As well as in transplanted patients, satellite nodules have been identified as a prognostic factor after surgical resection for HCC.9 It can be speculated that patients with satellite nodules have more prominent tumor-related vascular changes, develop more frequently some degree of vascular invasion leading to circulating tumor cells which in turn, give rise to distant metastases. Again, this hypothesis is supported by the strong statistical relation that we found between satellite nodules and microscopic vascular invasion. Overall, a clue for identifying more precisely those patients who are at risk for recurrence might be to identify those who have vascular invasion and circulating tumor cells at the time of transplantation. Unfortunately, the results of techniques aimed at detecting circulating tumor cells, some of them based on albumin messenger RNA, have not been validated.9–11 Our results suggest that improvements in imaging techniques aimed at detecting more accurately satellite nodules less than 5 mm in diameter, an indirect but strong marker of vascular invasion, could also help improve the selection of the optimal candidates.
Another important finding in this study is that the incidence of satellite nodules was not significantly reduced by pretransplantation adjuvant therapy. Indeed, although pathological examination of the resected liver showed that tumor necrosis was more frequent in those who underwent arterial chemoembolization and/or percutaneous ablation than in those who did not, these pretransplantation therapies failed to prevent the occurrence of satellite nodules. This finding could explain at least in part that arterial chemoembolization and/or percutaneous ablation did not reduce the incidence of recurrence although they were significantly effective in terms of tumor necrosis. In the future, preventing the occurrence of satellite tumoral proliferation in parallel with tumor destruction should be an determinant goal in the development of novel adjuvant local therapies.

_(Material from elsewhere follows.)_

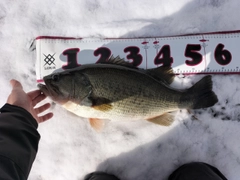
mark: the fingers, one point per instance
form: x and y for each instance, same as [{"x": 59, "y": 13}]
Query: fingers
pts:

In conclusion, this study confirms that about 10% of the patients who meet Milano criteria still have post-transplantation recurrence and that, in those patients, recurrence does not seem to be related to the size and number of nodules. In these selected patients, microscopic vascular invasion might be a determinant factor for recurrence. Our results suggest that the development of satellite nodules favor vascular invasion, and in turn, recurrence. Therefore, future directions in the development of pretransplantation adjuvant therapies should focus on the prevention of peripheral tumor progression.